Justin Tolman: Episode five, and we’re already doing a sequel. We’re taking another look at optimizing our processing in FTK Feature Focus.
Welcome back. This is episode five of Feature Focus. I’m Justin Tolman. I’m the Director of Training over North America for AccessData, which is an Exterro company. It’s a new name, but the same great software.
And today we’re taking a deeper look at optimizing our processing options. That was not originally scheduled today, but a topic came up through the support portal. And I think there’s more that we can talk about — some concrete examples and some ways that we can talk about — reducing the amount of time, and getting to that evidence quicker. Let’s get into it.
All right. So from our support chat, this issue was brought up through there, and a discussion evolved. So what the user says is: I uploaded several outlook PST files on Friday, and the status still says ‘processing.’
They uploaded multiple PST files. So each PST file is 10 gigabytes in size, for a total of 100 gigabytes of data. Would this size cause it to hang? So first off, FTK isn’t hanging in this case, it is still processing. There’s a large amount of data and it’s going to take a lot of time to chunk through it. And so let’s talk a little bit about that.
So the first question you’re probably asking is, wait, isn’t this FTK Feature Focus? And the question is yes, but the same concepts can apply. And so I think this will apply to FTK in the way that we process our evidence. And so specifically, what we’re going to look at is email today.
So first off, what is our objective again? Our objective is to determine if there’s any evidence, if we need to go through. So in this case, a recommendation may be — and remember, this is just a general recommendation — your policies, procedures, laws, yada yada, yada will of course apply.
So our recommendation may be to load the PST related to the primary individual of the investigation, if there is such. If they are all to one individual, then maybe start with the PST that is most recent or closest to the time of the event that you’re investigating. This would be advised if you’re going to run a lot of processing options on them, okay? Because 10 gigabytes alone, and I know we’ve got more, but 10 gigabytes is a lot of email. So if we do a math on the 100 gigabytes of data — and email sizes vary and are kind of all over the place — but if we picked a round number of say, 200 kilobytes per email, that’s going to round out to about 500,000 emails that we could have in there, give or take a couple thousand, right? Depending on attachments and all that. So, that is a lot of text data that you’re going to be processing that it’s got to go through. So we want to try to optimize that if we can.

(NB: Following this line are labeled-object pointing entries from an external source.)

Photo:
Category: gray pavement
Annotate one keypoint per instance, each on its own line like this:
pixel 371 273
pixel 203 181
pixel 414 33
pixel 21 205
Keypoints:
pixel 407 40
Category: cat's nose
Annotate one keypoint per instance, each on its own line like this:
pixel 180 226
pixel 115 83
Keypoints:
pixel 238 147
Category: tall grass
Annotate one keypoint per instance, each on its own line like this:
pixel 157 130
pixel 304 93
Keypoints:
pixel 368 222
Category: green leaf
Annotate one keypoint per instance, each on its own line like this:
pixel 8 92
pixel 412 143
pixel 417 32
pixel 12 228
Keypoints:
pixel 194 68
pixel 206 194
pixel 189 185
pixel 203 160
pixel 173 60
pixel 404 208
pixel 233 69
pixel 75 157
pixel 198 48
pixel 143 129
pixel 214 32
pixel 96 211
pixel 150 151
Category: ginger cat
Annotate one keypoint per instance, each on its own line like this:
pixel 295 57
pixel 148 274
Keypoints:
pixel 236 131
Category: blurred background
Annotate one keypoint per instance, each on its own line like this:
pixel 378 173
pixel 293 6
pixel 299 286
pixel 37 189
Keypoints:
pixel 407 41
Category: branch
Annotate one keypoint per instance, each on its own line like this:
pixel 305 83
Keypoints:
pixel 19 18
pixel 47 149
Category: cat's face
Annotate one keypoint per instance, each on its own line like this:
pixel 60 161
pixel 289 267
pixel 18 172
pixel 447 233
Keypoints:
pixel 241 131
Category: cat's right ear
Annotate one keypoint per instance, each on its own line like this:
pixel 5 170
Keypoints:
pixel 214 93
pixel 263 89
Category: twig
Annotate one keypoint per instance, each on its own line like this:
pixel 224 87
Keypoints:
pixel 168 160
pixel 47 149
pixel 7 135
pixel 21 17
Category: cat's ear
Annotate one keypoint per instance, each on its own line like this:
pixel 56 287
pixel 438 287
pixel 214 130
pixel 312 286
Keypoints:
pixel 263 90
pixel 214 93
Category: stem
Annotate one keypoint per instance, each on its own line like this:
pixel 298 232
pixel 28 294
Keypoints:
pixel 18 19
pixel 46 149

Let’s address this question head on first from the e-discovery processing profile within FTK. That processing profile is shown here on this screen, and we can see what we would get if we loaded in 100 gigabytes of data, and we just chose the default, the ediscovery default, and pushed it through. So first off we have the MD5 hash and flag duplicate files. And this is a common work flow when working with emails, as you want to reduce those duplicate emails and files, et cetera.
Now remember, MD5 hashing, you’re going to be hashing all the files. So if we go with our 100 gigabytes, approximately 500,000 emails, that’s a lot. And there are a lot of small files. So it’s starting and stopping that process quite a bit.
Hold up. So, one thing I noticed when I was editing here is, in the ediscovery software default options, there’s actually a small change, in that the known file filter is also enabled for deduplicating actual files. So that’s also another thing where it’s got to process and run the KFF engine as well. That’s going to increase time if you’re on the ediscovery side, if you were to enable that here, it would do the same thing, but by default on the FTK side, it’s not enabled.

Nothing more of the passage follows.